Ideias · Leitura de 5 minutos

Um novelo de barbante desenrolado em várias direções sobre folha de papel fosco em branco numa mesa escura, uma única luminária quente vindo da esquerda alta, sombra longa e baixa esticando pra direita, fundo breu de ameixa e púrpura clara como a única cor viva

Deleuze não deixou um sistema pra você aderir. Deixou conceitos que funcionam como ferramenta, cada um feito sob medida pra um problema específico. A definição está em O Que é a Filosofia?: filosofia é a atividade de criar conceitos, e não de contemplar, refletir ou comunicar.

Ferramenta se avalia pelo serviço que presta. Diante de cada termo abaixo, a pergunta útil não é o que ele significa em geral, e sim o que ele deixa ver que a linguagem comum esconde.

Quatro deles bastam pra entrar. Saem de livros diferentes, dois escritos sozinho e dois com Félix Guattari, e cada um chega com o adversário que provocou a invenção.

Rizoma contra árvore: o mapa que não tem tronco

Na abertura de Mil Platôs, o alvo tem nome: o livro-raiz, aquele que imita o mundo desenhando um tronco de onde tudo deriva. A árvore genealógica, o organograma e a classificação por gênero e espécie repetem a mesma figura, com uma origem no pé e uma hierarquia subindo.

O rizoma é o nome botânico do caule que cresce deitado embaixo da terra, como no capim e no gengibre, mandando brotos pra qualquer lado. Num rizoma, qualquer ponto se conecta a qualquer outro, e cortar um pedaço não mata o conjunto: a linha rompida recomeça em outro lugar.

A diferença prática está entre decalque e mapa. O decalque copia uma estrutura que já se supõe pronta, e sempre encontra o que foi procurar. O mapa se faz na experimentação, tem várias entradas e pode ser refeito. Uma conversa, uma cidade e um campo de estudo se comportam bem mais como rizoma do que como árvore.

Diferença contra identidade: a repetição que nunca repete igual

Diferença e Repetição ataca um hábito de dois mil anos.

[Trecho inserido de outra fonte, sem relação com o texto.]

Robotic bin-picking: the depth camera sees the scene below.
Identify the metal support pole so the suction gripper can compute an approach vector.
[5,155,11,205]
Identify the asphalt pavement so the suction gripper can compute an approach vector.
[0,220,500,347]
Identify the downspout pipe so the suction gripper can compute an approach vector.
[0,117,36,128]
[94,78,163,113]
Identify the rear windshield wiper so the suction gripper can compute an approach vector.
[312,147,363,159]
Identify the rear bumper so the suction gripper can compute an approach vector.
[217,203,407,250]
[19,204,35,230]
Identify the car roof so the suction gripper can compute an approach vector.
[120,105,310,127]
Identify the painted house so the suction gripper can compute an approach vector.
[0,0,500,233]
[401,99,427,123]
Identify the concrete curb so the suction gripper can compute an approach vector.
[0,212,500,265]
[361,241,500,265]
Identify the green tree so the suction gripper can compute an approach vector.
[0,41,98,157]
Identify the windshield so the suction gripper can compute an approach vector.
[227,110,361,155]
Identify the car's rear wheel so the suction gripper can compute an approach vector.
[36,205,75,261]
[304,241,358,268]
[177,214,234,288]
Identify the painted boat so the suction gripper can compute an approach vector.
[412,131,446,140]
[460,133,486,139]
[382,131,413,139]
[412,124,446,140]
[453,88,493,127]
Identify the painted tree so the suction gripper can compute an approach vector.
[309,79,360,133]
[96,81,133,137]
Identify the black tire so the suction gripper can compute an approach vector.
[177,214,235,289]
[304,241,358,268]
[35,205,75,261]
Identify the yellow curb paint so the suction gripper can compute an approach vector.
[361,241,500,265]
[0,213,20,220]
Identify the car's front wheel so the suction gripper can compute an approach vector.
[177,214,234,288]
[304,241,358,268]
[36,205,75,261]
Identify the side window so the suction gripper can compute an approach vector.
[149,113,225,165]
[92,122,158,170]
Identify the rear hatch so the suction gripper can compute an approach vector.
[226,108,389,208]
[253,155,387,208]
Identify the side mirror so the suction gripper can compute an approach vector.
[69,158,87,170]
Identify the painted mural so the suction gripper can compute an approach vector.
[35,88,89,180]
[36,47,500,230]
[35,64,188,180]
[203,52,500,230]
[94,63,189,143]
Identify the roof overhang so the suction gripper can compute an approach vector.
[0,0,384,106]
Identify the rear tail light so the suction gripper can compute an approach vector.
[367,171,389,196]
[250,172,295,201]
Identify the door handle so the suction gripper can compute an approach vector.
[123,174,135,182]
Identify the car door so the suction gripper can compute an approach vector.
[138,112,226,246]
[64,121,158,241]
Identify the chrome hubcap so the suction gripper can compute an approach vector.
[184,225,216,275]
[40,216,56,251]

A filosofia pensou a diferença como diferença entre duas coisas já identificadas: primeiro a identidade, depois a comparação. Diferir era sempre ser diferente de alguma coisa.

Deleuze inverte a ordem. Ele quer a diferença em si, anterior a qualquer identidade, e trata a identidade como efeito estabilizado, e não como ponto de partida. O que a representação faz, no argumento dele, é domesticar a diferença prendendo ela a quatro coleiras: identidade, semelhança, analogia e oposição.

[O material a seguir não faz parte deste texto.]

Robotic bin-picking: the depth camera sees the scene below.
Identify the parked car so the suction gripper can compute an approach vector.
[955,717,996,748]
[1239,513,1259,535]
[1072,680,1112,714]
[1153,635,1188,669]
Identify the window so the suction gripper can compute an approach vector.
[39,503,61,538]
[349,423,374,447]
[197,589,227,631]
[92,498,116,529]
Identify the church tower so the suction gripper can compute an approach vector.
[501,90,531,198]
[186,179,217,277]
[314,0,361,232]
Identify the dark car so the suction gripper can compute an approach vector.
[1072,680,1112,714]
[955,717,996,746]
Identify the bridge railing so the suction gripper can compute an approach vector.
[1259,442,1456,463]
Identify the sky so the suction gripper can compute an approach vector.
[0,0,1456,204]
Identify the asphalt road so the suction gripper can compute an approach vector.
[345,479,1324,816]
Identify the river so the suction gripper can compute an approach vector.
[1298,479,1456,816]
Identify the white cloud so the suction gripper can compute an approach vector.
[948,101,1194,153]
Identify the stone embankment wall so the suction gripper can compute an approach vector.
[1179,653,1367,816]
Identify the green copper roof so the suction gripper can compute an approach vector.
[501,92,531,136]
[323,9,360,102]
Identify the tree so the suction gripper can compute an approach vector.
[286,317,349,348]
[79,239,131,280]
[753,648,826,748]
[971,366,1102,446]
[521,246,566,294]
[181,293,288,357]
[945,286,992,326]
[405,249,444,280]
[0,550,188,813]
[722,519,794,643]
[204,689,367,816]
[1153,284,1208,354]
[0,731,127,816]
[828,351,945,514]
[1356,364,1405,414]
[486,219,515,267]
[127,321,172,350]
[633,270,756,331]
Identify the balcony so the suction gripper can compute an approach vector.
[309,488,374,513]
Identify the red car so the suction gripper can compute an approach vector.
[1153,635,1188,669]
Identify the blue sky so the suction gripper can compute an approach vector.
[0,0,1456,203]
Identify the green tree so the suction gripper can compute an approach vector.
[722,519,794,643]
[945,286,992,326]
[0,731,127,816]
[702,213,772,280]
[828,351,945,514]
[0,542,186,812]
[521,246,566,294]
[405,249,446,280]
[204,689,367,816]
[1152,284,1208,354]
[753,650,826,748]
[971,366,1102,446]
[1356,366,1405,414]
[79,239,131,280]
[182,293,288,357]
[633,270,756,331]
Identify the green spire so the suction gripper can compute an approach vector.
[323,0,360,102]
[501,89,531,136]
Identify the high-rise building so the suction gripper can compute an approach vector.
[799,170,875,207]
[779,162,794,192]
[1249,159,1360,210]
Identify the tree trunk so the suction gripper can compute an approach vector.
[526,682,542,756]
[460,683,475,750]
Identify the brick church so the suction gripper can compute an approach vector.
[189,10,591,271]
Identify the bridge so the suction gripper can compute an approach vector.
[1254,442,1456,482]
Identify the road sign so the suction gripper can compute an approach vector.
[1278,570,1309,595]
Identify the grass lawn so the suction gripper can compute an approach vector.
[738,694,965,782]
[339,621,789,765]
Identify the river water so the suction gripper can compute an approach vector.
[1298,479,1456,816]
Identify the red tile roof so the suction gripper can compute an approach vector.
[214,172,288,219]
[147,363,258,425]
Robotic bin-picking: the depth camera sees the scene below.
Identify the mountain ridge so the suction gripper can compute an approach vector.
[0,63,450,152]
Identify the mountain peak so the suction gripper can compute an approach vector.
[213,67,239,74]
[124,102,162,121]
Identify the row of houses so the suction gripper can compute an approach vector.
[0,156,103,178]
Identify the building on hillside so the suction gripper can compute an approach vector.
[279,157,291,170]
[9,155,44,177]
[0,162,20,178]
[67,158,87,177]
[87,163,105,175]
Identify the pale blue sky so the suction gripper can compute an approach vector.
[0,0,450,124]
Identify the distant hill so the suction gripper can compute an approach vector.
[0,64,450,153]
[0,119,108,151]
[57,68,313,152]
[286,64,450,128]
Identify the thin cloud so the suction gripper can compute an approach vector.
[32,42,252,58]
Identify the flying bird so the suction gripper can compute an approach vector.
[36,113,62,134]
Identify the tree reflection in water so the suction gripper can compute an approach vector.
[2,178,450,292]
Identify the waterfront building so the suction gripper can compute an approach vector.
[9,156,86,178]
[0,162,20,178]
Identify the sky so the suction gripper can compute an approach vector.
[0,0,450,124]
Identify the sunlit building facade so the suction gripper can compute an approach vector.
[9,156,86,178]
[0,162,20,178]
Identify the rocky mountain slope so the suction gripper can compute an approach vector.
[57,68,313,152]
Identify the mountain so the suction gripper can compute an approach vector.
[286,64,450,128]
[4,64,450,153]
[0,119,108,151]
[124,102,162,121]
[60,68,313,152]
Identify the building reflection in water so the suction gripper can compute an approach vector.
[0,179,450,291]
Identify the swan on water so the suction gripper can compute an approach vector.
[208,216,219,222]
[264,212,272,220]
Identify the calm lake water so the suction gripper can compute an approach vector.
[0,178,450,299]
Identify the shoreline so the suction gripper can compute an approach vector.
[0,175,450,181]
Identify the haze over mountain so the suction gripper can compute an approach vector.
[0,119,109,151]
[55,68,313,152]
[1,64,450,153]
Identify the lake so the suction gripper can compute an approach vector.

A repetição entra pelo mesmo raciocínio. Duas execuções da mesma sonata não são idênticas, e a segunda carrega a primeira dentro dela. Repetir nunca devolve o mesmo, e o que interessa é a diferença que aparece na repetição, não a parte que se conservou.

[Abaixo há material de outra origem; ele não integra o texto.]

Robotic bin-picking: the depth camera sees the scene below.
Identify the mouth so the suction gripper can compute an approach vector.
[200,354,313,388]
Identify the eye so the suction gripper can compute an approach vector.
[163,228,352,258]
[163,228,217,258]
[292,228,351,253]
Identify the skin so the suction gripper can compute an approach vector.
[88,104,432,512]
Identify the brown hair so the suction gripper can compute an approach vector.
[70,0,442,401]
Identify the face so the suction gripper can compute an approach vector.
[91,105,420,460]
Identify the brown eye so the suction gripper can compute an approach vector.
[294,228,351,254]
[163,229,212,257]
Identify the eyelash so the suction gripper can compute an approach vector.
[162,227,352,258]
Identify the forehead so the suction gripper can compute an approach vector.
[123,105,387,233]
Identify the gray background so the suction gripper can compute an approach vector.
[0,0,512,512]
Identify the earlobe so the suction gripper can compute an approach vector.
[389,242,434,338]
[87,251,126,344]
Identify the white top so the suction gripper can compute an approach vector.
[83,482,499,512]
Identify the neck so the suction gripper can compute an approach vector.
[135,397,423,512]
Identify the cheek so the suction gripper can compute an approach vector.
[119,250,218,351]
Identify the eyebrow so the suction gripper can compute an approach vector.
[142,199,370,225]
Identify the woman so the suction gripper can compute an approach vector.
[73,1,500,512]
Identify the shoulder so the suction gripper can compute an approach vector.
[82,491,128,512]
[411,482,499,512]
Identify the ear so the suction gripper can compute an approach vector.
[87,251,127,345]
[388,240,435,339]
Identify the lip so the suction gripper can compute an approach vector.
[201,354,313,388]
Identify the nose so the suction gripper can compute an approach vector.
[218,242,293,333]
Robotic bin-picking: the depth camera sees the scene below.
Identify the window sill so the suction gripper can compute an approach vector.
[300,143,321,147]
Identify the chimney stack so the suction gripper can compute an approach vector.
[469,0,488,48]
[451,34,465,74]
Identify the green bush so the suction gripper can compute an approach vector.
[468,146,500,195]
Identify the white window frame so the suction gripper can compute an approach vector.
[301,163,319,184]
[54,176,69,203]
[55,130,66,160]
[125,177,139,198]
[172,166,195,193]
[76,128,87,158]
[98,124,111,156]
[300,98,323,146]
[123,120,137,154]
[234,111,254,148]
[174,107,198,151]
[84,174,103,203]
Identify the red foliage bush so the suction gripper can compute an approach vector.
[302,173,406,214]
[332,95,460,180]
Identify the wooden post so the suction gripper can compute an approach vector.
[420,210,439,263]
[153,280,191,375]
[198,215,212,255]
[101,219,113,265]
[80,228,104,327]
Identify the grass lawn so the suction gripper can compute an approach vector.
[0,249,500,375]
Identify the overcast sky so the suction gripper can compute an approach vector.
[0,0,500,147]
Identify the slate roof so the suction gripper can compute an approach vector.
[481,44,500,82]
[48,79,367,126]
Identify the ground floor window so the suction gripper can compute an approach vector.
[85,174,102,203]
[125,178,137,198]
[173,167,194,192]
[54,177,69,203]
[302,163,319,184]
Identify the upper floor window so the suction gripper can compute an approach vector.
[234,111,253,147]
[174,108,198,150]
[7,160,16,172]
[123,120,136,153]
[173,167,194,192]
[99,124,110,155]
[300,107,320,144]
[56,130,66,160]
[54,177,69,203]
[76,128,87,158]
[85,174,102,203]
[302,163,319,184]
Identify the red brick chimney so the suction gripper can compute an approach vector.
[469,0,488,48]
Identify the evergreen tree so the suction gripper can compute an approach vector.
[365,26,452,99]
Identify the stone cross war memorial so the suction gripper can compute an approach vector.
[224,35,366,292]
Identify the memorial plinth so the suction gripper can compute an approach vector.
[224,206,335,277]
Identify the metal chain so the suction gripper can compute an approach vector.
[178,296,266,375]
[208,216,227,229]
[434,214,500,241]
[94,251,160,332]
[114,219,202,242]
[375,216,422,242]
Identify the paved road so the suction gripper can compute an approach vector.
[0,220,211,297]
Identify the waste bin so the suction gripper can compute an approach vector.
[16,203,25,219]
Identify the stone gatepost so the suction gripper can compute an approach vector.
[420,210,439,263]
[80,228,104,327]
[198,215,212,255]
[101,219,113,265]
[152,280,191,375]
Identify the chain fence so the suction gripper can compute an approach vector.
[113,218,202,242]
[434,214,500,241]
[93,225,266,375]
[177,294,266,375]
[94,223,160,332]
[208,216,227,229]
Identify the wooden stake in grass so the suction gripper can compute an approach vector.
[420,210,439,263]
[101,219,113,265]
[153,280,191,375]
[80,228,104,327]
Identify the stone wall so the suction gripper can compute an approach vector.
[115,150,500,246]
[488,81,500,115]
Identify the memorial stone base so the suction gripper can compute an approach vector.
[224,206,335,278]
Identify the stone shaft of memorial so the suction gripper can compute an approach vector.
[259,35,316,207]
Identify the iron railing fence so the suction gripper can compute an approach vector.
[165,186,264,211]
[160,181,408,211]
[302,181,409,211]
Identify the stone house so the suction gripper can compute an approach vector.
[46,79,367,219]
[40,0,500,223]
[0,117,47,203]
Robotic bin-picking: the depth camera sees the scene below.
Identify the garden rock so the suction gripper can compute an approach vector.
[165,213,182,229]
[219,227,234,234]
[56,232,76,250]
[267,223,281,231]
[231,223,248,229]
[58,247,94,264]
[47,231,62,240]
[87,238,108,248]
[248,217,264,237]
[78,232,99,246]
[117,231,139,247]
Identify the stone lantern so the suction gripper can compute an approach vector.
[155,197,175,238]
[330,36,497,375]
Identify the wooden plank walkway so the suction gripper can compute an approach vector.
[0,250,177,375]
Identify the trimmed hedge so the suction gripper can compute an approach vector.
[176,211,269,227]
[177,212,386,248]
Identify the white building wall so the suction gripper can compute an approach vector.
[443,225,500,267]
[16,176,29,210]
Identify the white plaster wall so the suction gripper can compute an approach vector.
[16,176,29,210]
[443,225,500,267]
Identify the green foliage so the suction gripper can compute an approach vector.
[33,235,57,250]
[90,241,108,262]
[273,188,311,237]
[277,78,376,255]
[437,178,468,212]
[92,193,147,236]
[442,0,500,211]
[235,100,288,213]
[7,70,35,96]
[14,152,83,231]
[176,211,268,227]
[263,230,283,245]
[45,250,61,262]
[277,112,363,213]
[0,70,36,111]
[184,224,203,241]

Agenciamento: nada funciona sozinho

Agencement, em francês, quer dizer arranjo, o modo como peças foram montadas juntas. Em português a tradução consagrada é agenciamento, e o conceito recusa a análise que começa isolando os elementos pra descrever cada um por dentro.

O exemplo está na própria abertura de Mil Platôs: a vespa e a orquídea. A flor reproduz a forma da vespa, a vespa carrega o pólen, e nenhuma das duas explica sozinha o que acontece, porque o que existe ali é o conjunto vespa-orquídea em funcionamento. Trocar a lente do organismo pela lente do arranjo muda o que conta como unidade.

O adversário é a substância isolada, com propriedades próprias e fronteira nítida, e junto dela vai o sujeito tratado como origem da ação. Numa sala de aula, num escritório ou numa cozinha, o que produz o resultado é a montagem inteira: corpos, ferramentas, palavras de ordem e horários engatados uns nos outros.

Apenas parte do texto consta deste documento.